Home of my best cooking starts from leftovers. Last week it was the end of the garlicky greens – hardly more than a big mouthful, mixed with eggs for a frittata – and a teacup of stewed apple baked into a dense cake. There was also the leftover boiled potato and anchovy patties, and a revived sausage and broccoli pasta. Yesterday’s heroes were the last bit of savoury mince sitting mournfully in a green bowl under clingfilm, and two shallots I had peeled for something, then never used. The chicken livers were waiting to be made into Rosie Sykes’ devilled chicken livers on toast, but got diverted into a collision of Marcella Hazan’s chicken liver sauce and the Roman dish of fettuccine con le rigaglie di pollo.
Rigaglie are giblets, so that’s all the chicken offal – gizzards, heart, liver, neck, comb and, when in Rome, testicles – the bundle that you used to more commonly find wrapped in plastic and tucked back in the cavity of the chicken. A good butcher will still bundle them up in paper for you to take home if you ask.
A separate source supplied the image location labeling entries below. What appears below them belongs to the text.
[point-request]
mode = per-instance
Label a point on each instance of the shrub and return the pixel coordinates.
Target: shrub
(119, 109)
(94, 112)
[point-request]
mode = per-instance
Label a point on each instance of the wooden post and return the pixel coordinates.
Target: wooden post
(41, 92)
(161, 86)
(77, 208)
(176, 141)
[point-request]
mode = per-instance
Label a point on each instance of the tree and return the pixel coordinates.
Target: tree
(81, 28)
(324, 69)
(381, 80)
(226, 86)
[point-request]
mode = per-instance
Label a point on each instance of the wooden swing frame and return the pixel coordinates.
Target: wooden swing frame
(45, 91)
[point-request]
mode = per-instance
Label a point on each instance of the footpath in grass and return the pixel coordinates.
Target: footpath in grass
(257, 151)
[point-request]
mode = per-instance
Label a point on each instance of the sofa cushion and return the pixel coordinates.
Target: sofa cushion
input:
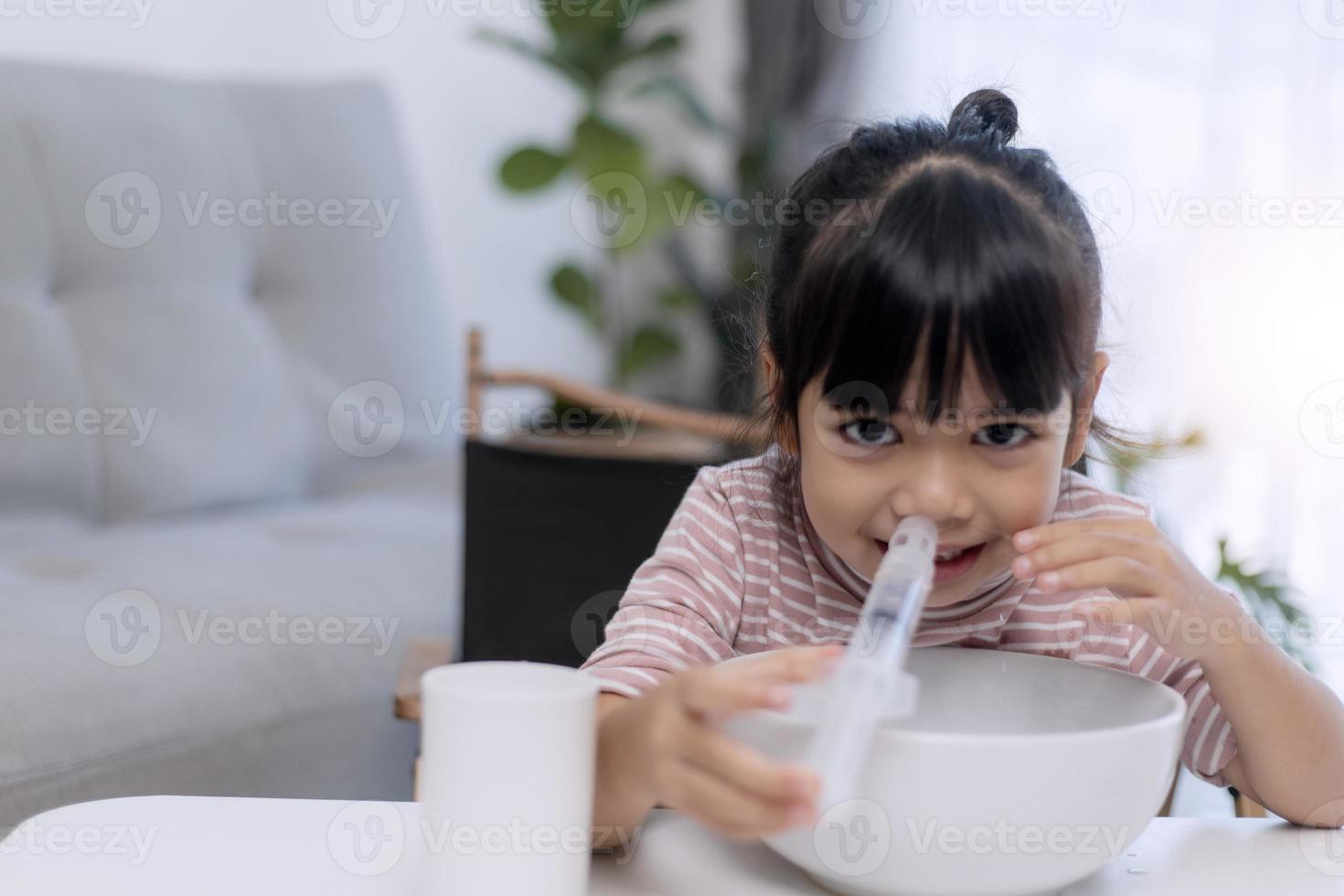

Despite the teasing and dry retching of a school friend when we ate it at school, I have always loved liver in any way, shape or form. One bite of fried liver with floppy onions and puffs of apple, and I am at the table with its waxed red cloth, in a green school uniform.
In Rome, rigaglie and chicken livers are cooked like a ragù: simmered with minced beef and a good amount of tomato. The Italian oracle of all things pasta, Oretta Zanini De Vita, has a recipe for ragà di rigaglie that includes beef, veal, porcini and milk. It is delicious, if a bit gilded. An alternative for both giblets or just chicken livers, is Marcella Hazan’s way – cooked with shallot, beef (or leftover stewed mince) and two great and necessary allies – musty and camphoric sage and tempering vermouth (or any other grapey, slightly sweet alcohol – marsala, muscat, sherry for example). The ideal pasta for this liver lover’s sauce is fresh or dried egg fettuccine, or its 2mm thinner brother, tagliatelle.
Fettuccine with chicken livers and sage
This is one of those well-timed pasta recipes where the sauce takes more or less the same time to prepare as a pan of water takes to come to a boil and the tagliatelle or fettuccine to cook. By the end of cooking, the liver should be tender as a suede glove with just a little thick sauce.
Prep 5 min
Cook 20 min
250g chicken livers,
3 tbsp olive oil
2 shallots, peeled and finely diced
1 garlic clove, peeled and finely diced
50g pancetta, diced
6 whole sage leaves
100g ground beef (optional)
Salt and black pepper
1 heaped tsp tomato concentrate dissolved in 150ml vermouth or marsala
600g fresh fettuccine or tagliatelle or 500g dried
100g pecorino or parmesan, grated
Bring a pan of water to a boil for the pasta. Trim the chicken liver of any sinew or discolouration. Wash and pat them dry, then cut each liver into four.
In a heavy based frying pan, over a medium-low flame, warm the olive oil and butter and fry the shallot until soft and translucent. Add the garlic, pancetta and sage and cook, stirring for a few minutes.
Crumble in the ground beef, add a pinch of salt and grind of pepper and cook, stirring, until the beef has lost all signs of red.
Turn up the heat, add the chicken livers and fry, stirring, until the livers have lost any red colour. Add the tomato dissolved in vermouth/wine and reduce to a simmer for a few minutes – long enough for the liver to gather flavours, but not too long as to get rubbery.
Meanwhile, salt the boiling water, add the pasta and cook until al dente. Drain the pasta, keeping back some pasta cooking water.
Tip the pasta into the chicken livers, sprinkle over some cheese and toss, adding a little pasta cooking water if it seems stiff. Divide between bowls, passing round more cheese for those who want it.